In fact, the former of these problems is the biggest indicator that the ad-based internet model’s days are numbered. According to an Adweek report, 26% of mobile users had ad-blocking browsers in 2016, and other estimates indicate that more than 80 million Americans will use ad-blockers this year. Without eyeballs on ads, publications can’t offer the same impressions rates and page views to advertisers that they’re actually garnering with their content, resulting in a decline in revenue.

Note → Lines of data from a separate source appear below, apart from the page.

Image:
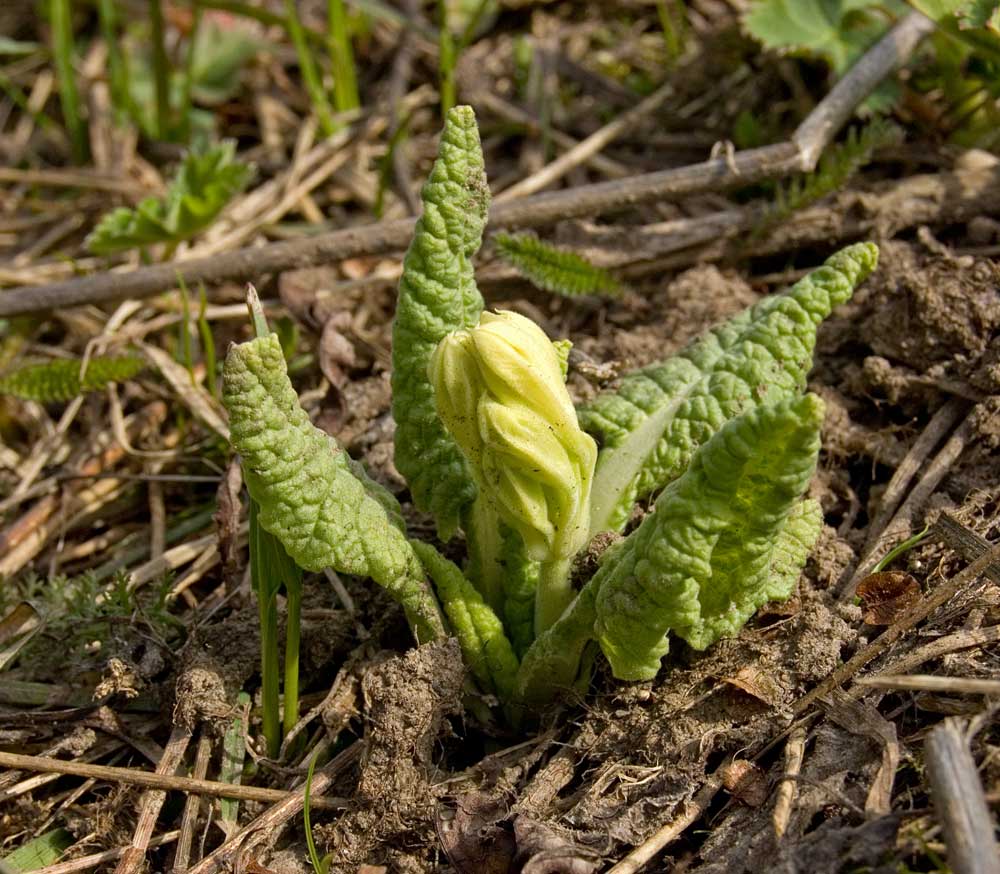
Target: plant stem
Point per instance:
(117, 69)
(293, 636)
(555, 592)
(261, 570)
(184, 110)
(208, 345)
(482, 528)
(61, 18)
(161, 69)
(260, 328)
(309, 70)
(446, 59)
(552, 663)
(345, 80)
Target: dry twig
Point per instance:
(740, 168)
(958, 799)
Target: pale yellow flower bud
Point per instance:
(500, 391)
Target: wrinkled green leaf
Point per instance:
(726, 537)
(438, 295)
(480, 633)
(838, 31)
(205, 183)
(307, 492)
(650, 427)
(700, 564)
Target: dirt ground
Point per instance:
(124, 555)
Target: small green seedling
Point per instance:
(65, 379)
(722, 437)
(205, 183)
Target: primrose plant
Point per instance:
(722, 435)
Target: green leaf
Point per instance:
(307, 491)
(556, 270)
(651, 426)
(836, 167)
(218, 56)
(231, 766)
(58, 381)
(438, 295)
(15, 47)
(972, 22)
(981, 13)
(838, 31)
(701, 563)
(205, 183)
(38, 853)
(480, 633)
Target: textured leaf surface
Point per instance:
(57, 381)
(839, 31)
(309, 498)
(556, 270)
(480, 633)
(205, 183)
(701, 563)
(438, 295)
(651, 426)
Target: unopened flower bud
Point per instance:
(500, 391)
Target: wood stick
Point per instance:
(964, 541)
(157, 781)
(284, 810)
(932, 683)
(192, 807)
(85, 863)
(739, 169)
(151, 803)
(587, 148)
(958, 799)
(901, 525)
(690, 814)
(916, 613)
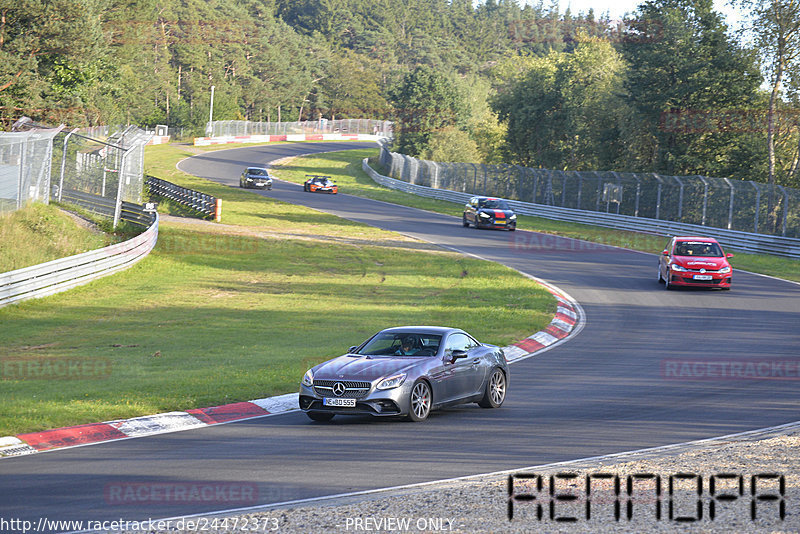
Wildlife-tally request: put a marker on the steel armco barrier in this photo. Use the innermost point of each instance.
(205, 204)
(743, 241)
(65, 273)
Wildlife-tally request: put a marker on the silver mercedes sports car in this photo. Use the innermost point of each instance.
(406, 371)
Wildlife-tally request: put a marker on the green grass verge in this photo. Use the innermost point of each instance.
(345, 168)
(39, 233)
(222, 313)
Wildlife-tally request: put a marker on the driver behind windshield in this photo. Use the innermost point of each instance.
(408, 347)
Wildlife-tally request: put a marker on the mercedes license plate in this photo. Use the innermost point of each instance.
(340, 403)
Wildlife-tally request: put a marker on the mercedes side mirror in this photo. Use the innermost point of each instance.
(457, 354)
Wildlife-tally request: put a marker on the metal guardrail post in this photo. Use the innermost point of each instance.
(680, 199)
(758, 206)
(120, 176)
(658, 197)
(730, 205)
(785, 208)
(64, 163)
(705, 198)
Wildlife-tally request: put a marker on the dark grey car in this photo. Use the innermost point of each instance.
(406, 371)
(257, 177)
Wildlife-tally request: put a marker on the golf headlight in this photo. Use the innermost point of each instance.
(392, 381)
(308, 378)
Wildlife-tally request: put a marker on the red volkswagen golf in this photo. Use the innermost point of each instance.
(694, 261)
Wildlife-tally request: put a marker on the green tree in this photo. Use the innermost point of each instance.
(44, 47)
(776, 24)
(682, 63)
(425, 102)
(565, 112)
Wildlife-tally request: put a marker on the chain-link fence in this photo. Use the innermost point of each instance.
(321, 126)
(111, 169)
(25, 165)
(745, 206)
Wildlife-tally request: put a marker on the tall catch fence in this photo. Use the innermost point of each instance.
(744, 206)
(93, 173)
(321, 126)
(25, 167)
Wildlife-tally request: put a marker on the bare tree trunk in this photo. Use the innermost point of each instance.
(773, 98)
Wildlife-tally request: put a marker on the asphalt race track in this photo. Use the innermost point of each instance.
(608, 390)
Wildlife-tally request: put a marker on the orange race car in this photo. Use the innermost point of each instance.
(320, 184)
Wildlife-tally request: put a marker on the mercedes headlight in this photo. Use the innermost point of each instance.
(308, 378)
(392, 381)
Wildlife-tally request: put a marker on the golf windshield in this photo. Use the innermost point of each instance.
(698, 248)
(402, 344)
(494, 204)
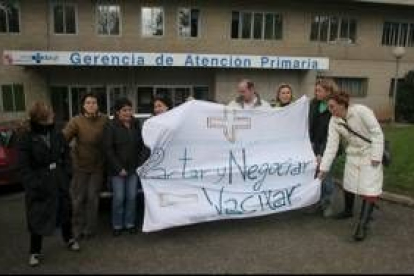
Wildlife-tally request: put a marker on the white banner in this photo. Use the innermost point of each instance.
(80, 58)
(211, 162)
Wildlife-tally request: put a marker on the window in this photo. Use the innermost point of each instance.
(356, 87)
(188, 22)
(108, 15)
(64, 18)
(398, 34)
(333, 29)
(152, 21)
(13, 99)
(256, 25)
(177, 94)
(9, 17)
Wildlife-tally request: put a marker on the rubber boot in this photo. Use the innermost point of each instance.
(349, 199)
(364, 219)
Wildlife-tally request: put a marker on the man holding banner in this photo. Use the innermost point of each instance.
(248, 97)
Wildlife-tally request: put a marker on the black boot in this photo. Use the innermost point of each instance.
(349, 199)
(364, 219)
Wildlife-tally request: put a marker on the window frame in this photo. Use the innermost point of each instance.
(12, 85)
(340, 19)
(409, 39)
(108, 3)
(275, 17)
(364, 84)
(142, 22)
(53, 4)
(198, 22)
(7, 32)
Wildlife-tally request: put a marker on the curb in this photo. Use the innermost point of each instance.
(391, 197)
(399, 199)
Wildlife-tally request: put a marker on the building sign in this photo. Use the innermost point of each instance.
(38, 58)
(211, 162)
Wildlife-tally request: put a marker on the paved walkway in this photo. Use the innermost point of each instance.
(293, 242)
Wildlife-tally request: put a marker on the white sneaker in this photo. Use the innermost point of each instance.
(73, 245)
(34, 260)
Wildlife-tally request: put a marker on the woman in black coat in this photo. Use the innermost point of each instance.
(125, 152)
(44, 165)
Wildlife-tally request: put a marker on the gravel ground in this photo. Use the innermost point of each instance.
(292, 242)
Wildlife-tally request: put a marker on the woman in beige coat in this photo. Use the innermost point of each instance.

The second sign is that the conventional wisdom that people aren’t willing to pay is changing. Streaming service Spotify just reached 50 million paid users, which is nearly half of its user base. Meanwhile, newspapers are seeing higher subscriber numbers than ever before. According to TechCrunch, “The New York Times picked up 130,000 new subscribers last November — 10 times their average monthly growth rate. Subscriptions at The Wall Street Journal spiked 300 percent, the LA Times went up 61 percent and Vanity Fair picked up 13,000 new subscriptions in one day. The now-profitable Washington Post is hiring 60 new writers. NPR recently said that ‘Big Newspapers Are Booming.’”
Many people have pointed to the divisive and shocking US presidential election as the catalyst for this spike in subscriptions. While that may account for some of it—as people are more eager than ever for reported, rather than opinionated, news—it doesn’t account for the growth of other networks like Spotify, Netflix, and other media forms that podcasts and newsletters that are increasingly garnering monetary support from their users. It seems that something much more meta is at play in the content industry.
As Tien Tzuo, CEO of Quora, wrote in TechCrunch, “Why are readers and publishers alike embracing paid subscriptions for content services over ad-based business models? There are several reasons, but the dismal state of online advertising is a big one … At the same time that publishers are giving the broken ad system a hard look, there’s a whole new generation of consumers who are comfortable subscribing for services — Spotify, Netflix, food boxes, productivity apps — as long as they stay timely, relevant and focused. A quarter of millennials now read newspapers on a regular basis.”
So overall, it appears that the assumption that younger demographics who grew up with the internet would never pay for anything they consumed on it was not true. The problem was more focused on the mechanisms with which they were being asked to pay (i.e. ads in the form of their attention). Now that more and more publishers, content creators and services are aware that they can ask their users for financial support, things are changing. What remains key, as always, is content. In other words, if you produce high quality, unique content that your consumer can’t find elsewhere, it’s becoming increasingly likely that they’ll be willing to pay for it.